Pj Kepala Daerah di Lampung Diprediksi Tidak Ada yang Maju Pilkada

Editor Denny, Penulis Asrul Septian Malik
Senin, 22 Juli 2024 15.15 WIB
Pj Kepala Daerah di Lampung Diprediksi Tidak Ada yang Maju Pilkada
Ilustrasi. (Foto: Dok. Lampost)

Bandar Lampung (Lampost.co) — Pj Kepala Daerah di Lampung nampaknya tidak ada yang maju sebagai Calon Kepala Daerah (Cakada), pada Pilkada serentak 2024. Sebab, hingga saat ini, tidak ada yang mengajukan pergantian atau mundur dari jabatan Pj.

“Sampai sekarang tidak ada yang mengajukan pergantian Pj, atau mundur dari Pj,” ujar  Kerjasama Pejabat Negara dan Legislatif Biro Pemerintahan dan Otonomi Daerah Provinsi Lampung Koharudin, Senin, 22 Juli 2024.

Sebelumnya,  Pejabat (Pj) Kepala Daerah yang ingin maju dalam Pilkada serentak 2024 di Provinsi Lampung, harus mengajukan surat mundur dari jabatannya dengan batas waktu yang ditentukan.

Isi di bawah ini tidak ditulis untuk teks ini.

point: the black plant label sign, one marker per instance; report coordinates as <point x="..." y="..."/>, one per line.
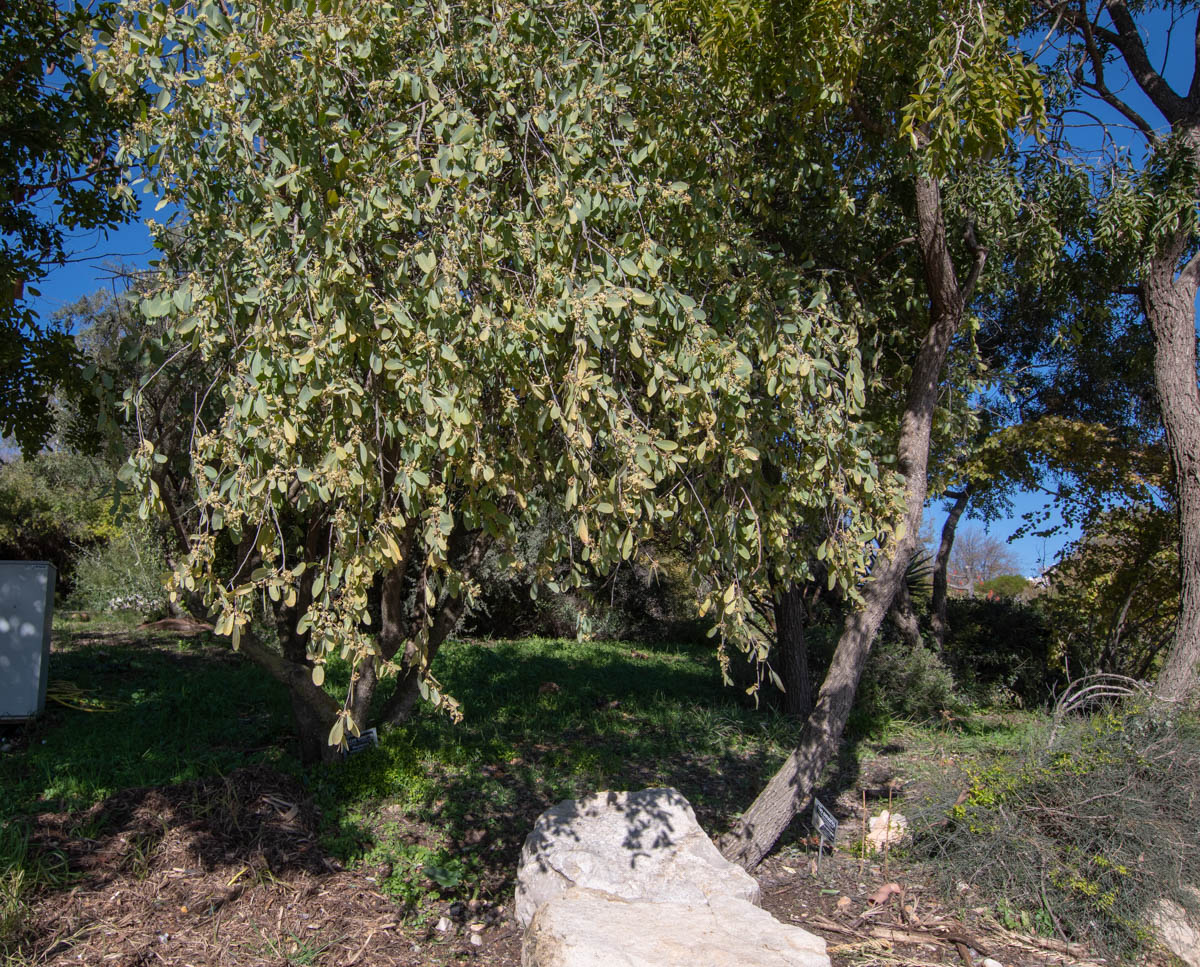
<point x="825" y="822"/>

Baca juga: Persyaratan Ikut Seleksi Anggota KPU Lampung Tidak Boleh Pernah Dituntut Pidana 5 Tahun

Ketua KPU Provinsi Lampung Erwan Bustami mengatakan, mereka tidak berstatus sebagai Pj.  Erwan menyebutkan Kemendagri menyebutkan, 40 hari sebelum pencalonan harus mengajukan surat mengundurkan diri. Pendaftaran calon kepala daerah menurut PKPU 2 Tahun 2024 dimulai pada 27–29 Agustus 2024.

“Ini kewenangan pemerintah, Mendagri sudah menyampaikan, 40 hari mundur, dan itu kan (17 Juli 2024),” ujar Erwan Bustami, 18 Juli 2024.

Selain itu, pasal 14 ayat (1) huruf P PKPU 8 Tahun 2024 juga disebutkan Calon Gubernur dan Calon Wakil Gubernur, Calon Bupati  dan Calon Wakil Bupati, serta Calon Walikota dan Calon  Wakil Walikota sebagaimana dimaksud pada ayat (1) harus memenuhi persyaratan sebagai berikut : tidak berstatus sebagai penjabat gubernur, penjabat bupati, atau penjabat walikota.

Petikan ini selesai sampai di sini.